Yes, exactly. I'm not assuming you don't know the following, but someone else reading your thread might not: Think of the required plumbing line as the same thing as a drain under your sink. Go have a look. See that u-shaped bit of drain? That's a p-trap. It traps a bit of water in the bottom of the U, and that keeps sewer gases from backing up through the pipe and leaking into your living space. That's why, even though your drain is connected to the sewer, it doesn't stink up your house.
So your city wants the same setup, a similar drain line, starting at your pool pad and connected to your sewer, just as your sink's drain is. The line at your pad is not connected to anything at the pad. It's not connected to your pool in any way. I'm guessing it'll have some sort of cap on it. So if you have a filter that required backwashing, that backwash line would be connected to the p-trap, either permanently or temporarily (I'm not sure how that all works), so that when you back wash the filter, the waste water and all the crud you're cleaning out of the filter will run into the sewer, instead of onto your dirt, or wherever. Just as if you poured it down your sink.

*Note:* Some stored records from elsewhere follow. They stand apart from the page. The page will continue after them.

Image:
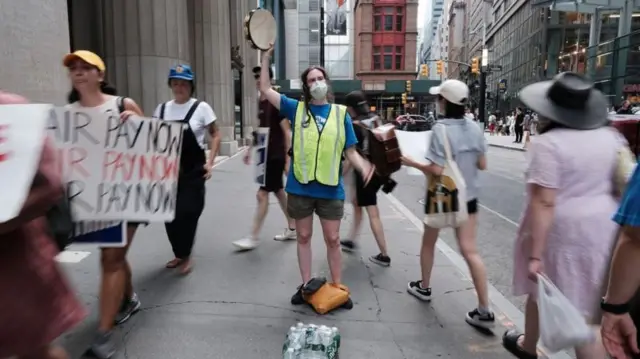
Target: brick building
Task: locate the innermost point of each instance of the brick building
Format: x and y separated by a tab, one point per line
385	41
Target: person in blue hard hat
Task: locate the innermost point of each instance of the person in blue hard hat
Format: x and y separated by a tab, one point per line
195	165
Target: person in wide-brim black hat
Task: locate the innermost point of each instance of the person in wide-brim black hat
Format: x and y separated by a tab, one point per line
569	100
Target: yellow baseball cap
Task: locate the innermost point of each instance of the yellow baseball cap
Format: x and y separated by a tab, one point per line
86	56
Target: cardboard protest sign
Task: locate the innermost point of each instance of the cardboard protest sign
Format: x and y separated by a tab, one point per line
22	131
117	170
260	155
414	145
104	234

Similarly, the city probably doesn't want you emptying your pool down a hill, or into a creek, or down your street into a storm drain. They want you to empty your pool into the sewer system. So if you had to drain your pool, you'd connect the pump doing the work to a hose and run that hose to the p-trap line, temporarily, and pump the pool water into the sewer, just as if you're pouring it down your sink.
So it's actually a convenience to have it there, and you'll probably use if from time to time, even though you have a cartridge filter.
If the city didn't insist they be installed at the pad, and merely enacted a statute that required everyone to empty their pool into their sewer, it'd likely get ignored, because there's no convenient way to pump a pool into your sewer pipe, and everybody would just empty their pools into the street, which would run down the street to the storm drain and probably pollute some river or lake down stream somewhere. By forcing people to install this sewer line at the pad, the city is hoping more people will likely use it. The p-trap is intended to seal off the pipe from sewer gas, so it doesn't stink up your yard. If you do ever smell it, it's because the water in the p-trap finally evaporated, and you run a hose down it for a few seconds to fill the trap up again.
One more thing to remember: if you don't have a spankin' clean sewer line, maybe it's plugged up with tree roots or something, and you start pumping a pool's worth of water into it, at the kind of volume and pressure a pool pump is capable of, that much water will hit the clog and have nowhere to go. Nowhere, that is, except backwards: right back up your p-trap line, and unfortunately, right back up every other line, too: sinks, tubs, toilets, etc. So if/when you pump water into the thing, be aware of this possibility, and start slow, have someone inside watching the sink/tub/toilet closest to your sewer line, ready to shout if things go wrong.
It'd be prudent to call your water company (or sewer company?) and ask about all this, before you drain your pool into the p-trap. It's possible they only want backwashing to go into the sewer, and a full pool drain to go somewhere else, or pretreated in some way. Each city is different.
That's about all I know on the subject, and some of that I didn't even have to make up!!